Une fois de plus, je suis tombée sur ce roman par hasard. Bien sûr, je connais depuis toujours Le Magicien d’Oz, un classique de mon enfance. Bien évidemment, j’avais entendu parler du célèbre musical, mais j’ignorais tout de cette source littéraire, de ce… spin off (en quelque sorte) de l’histoire de Dorothy.

C’est donc l’idée de découvrir cet univers sous un angle neuf, ajoutée à l’envie de me promener à nouveau sur la route de briques jaunes, sans parler de la couverture digne d’un véritable grimoire, qui m’ont donné envie de m’offrir Wicked, la véritable histoire de la Méchante Sorcière de l’Ouest.

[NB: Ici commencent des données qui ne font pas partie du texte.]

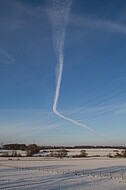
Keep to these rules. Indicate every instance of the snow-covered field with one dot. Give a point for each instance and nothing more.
(103, 152)
(67, 173)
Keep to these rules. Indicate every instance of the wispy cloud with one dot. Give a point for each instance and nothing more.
(122, 109)
(104, 24)
(5, 57)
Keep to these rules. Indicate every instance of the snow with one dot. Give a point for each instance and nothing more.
(69, 173)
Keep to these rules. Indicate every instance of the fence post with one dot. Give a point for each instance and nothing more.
(91, 173)
(100, 174)
(122, 175)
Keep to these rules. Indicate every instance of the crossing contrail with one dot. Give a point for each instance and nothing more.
(58, 12)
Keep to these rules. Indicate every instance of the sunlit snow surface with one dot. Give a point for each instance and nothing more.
(55, 174)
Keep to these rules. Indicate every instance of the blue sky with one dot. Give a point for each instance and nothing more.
(93, 82)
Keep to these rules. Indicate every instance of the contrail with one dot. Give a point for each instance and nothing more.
(58, 12)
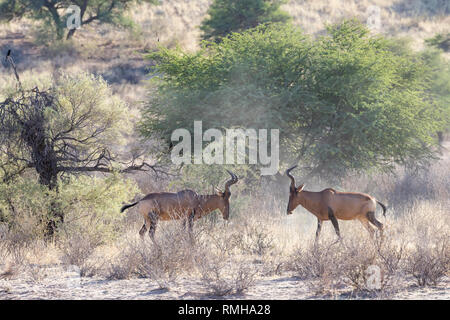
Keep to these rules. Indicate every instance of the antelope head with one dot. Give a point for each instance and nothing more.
(294, 192)
(224, 197)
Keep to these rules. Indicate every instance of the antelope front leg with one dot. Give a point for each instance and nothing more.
(319, 228)
(333, 219)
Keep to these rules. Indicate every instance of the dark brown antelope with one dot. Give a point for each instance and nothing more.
(220, 201)
(330, 204)
(165, 206)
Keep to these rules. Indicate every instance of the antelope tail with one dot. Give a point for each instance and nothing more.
(383, 206)
(125, 207)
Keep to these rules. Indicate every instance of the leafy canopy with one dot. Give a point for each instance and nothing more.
(346, 101)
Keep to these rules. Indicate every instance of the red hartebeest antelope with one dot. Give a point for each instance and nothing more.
(165, 206)
(185, 204)
(330, 204)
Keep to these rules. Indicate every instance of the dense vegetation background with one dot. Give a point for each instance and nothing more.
(358, 109)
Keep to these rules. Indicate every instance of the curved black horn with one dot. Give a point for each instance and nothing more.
(291, 177)
(233, 180)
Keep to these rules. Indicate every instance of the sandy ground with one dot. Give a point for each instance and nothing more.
(56, 283)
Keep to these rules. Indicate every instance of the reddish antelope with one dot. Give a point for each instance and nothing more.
(330, 204)
(165, 206)
(185, 204)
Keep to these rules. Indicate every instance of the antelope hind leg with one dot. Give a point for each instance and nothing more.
(333, 219)
(374, 221)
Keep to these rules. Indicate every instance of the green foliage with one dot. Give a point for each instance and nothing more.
(53, 18)
(91, 206)
(227, 16)
(440, 41)
(78, 128)
(345, 101)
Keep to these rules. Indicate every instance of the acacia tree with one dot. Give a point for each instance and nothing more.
(342, 102)
(76, 126)
(227, 16)
(53, 12)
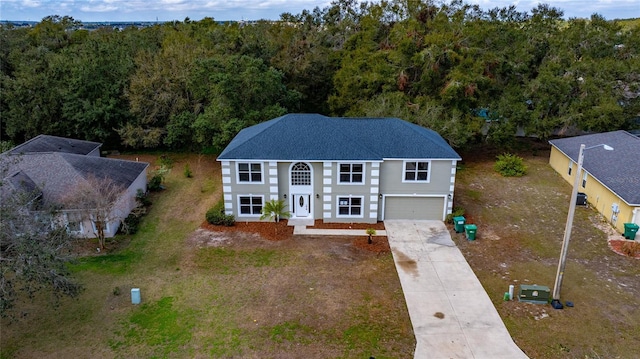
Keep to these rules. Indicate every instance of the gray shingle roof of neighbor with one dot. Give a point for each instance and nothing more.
(313, 137)
(619, 169)
(57, 174)
(47, 143)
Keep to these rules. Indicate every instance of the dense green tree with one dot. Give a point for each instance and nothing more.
(468, 73)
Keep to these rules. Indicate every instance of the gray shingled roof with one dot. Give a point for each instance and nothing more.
(313, 137)
(57, 174)
(619, 169)
(47, 143)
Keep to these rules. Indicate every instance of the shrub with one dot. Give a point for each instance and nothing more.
(187, 171)
(131, 224)
(142, 198)
(166, 161)
(510, 165)
(155, 183)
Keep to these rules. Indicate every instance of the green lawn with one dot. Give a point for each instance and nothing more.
(520, 229)
(320, 298)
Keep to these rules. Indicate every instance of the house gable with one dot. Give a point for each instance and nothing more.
(47, 143)
(618, 170)
(36, 167)
(313, 137)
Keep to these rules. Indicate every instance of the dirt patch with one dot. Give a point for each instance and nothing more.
(379, 245)
(625, 248)
(521, 224)
(268, 230)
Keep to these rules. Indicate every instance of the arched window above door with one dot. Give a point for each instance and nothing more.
(300, 174)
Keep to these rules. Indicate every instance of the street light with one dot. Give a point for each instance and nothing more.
(569, 225)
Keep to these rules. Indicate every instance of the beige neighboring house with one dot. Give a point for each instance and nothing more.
(50, 168)
(610, 179)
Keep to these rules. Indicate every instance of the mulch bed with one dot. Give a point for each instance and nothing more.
(618, 246)
(280, 231)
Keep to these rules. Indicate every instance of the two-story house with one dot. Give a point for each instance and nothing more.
(339, 169)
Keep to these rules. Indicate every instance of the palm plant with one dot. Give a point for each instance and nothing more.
(370, 232)
(275, 209)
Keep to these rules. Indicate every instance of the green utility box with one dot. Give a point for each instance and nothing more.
(630, 230)
(458, 223)
(470, 230)
(537, 294)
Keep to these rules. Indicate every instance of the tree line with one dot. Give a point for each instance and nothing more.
(469, 73)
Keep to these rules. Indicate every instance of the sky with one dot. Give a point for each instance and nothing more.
(167, 10)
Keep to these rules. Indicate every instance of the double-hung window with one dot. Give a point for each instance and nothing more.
(250, 172)
(351, 173)
(250, 205)
(349, 206)
(416, 171)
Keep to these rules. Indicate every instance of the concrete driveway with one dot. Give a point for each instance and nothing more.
(452, 315)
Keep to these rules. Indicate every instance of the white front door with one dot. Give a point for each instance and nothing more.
(301, 203)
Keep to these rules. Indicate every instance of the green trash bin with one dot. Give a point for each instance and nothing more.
(458, 223)
(470, 230)
(630, 230)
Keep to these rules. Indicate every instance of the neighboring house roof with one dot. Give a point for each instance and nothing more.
(314, 137)
(619, 169)
(57, 174)
(46, 143)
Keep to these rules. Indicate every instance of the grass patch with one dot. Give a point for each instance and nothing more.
(158, 327)
(521, 225)
(113, 264)
(292, 332)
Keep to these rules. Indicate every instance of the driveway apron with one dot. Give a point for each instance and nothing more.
(452, 315)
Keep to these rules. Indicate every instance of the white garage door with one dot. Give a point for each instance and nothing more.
(414, 208)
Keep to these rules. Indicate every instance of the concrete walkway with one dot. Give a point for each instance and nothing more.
(452, 315)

Dans Le Magicien d’Oz, le grand classique de L. Frank Baum, Dorothy triomphe de la Méchante Sorcière de l’Ouest… mais nous ne connaissons qu’une partie de l’histoire. Qu’en est-il de son ennemie suprême, la mystérieuse Sorcière? D’où vient-elle ? Comment est-elle devenue si méchante ?

Avec Wicked, Gregory Maguire crée un monde fantastique si riche et si vivant que nous ne verrons plus jamais le Magicien d’Oz avec les mêmes yeux.

J’ai aimé ce récit pour plusieurs raisons, relativement contradictoires d’ailleurs. Je me suis replongée dans le monde magique d’Oz (et ses environs), mais je l’ai vu cette fois sous un jour bien différent. En effet, si le film nous présentait les personnes et les évènements depuis le regard candide de la jeune Dorothy, nous levons cette fois le voile sur l’envers du décor et nous pouvons dès lors nous rendre rapidement compte que les apparences étaient trompeuses. Contrôle, tyrannie, oppression, injustices,… nous sommes aux antipodes du conte de fées: de toute évidence, Wicked est tout sauf un roman pour enfants!

Je me suis immédiatement attachée à l’héroïne, Elphaba… Je n’ai pu qu’admirer sa personnalité hors du commun, son refus du conformisme, son courage, son obstination, la façon dont elle défend ses convictions alors que le monde autour d’elle semble amorphe, voire littéralement anesthésié.

J’ai particulièrement aimé les chapitres qui se déroulent à l’université. On y découvre sa soeur, Nessarose, qui se révèle étrange et fascinante : aussi sublime que dépendante, capricieuse qu’exaltée, son idée du Bien la fera agir de façon inattendue. Glinda, la coquette colocataire, est également un joli personnage. Je l’ai appréciée parce que je la trouve nuancée, imparfaite, déchirée entre sa véritable personnalité et les conventions qui la modèlent depuis l’enfance. Fiyero, enfin, possède cette même subtilité: issu d’un univers traditionnel, il se laisse pourtant séduire par les idées révolutionnaires d’Elphaba, sans jamais pourtant se joindre de fait à son combat…

Une suite a été publiée, dix ans plus tard, sous le titre de Son of a Witch. Je compte sur ce nouveau tome pour éclaircir les zones d’ombre qui persistent et révèler le destin de Tiir, que j’ai hâte de connaître mieux!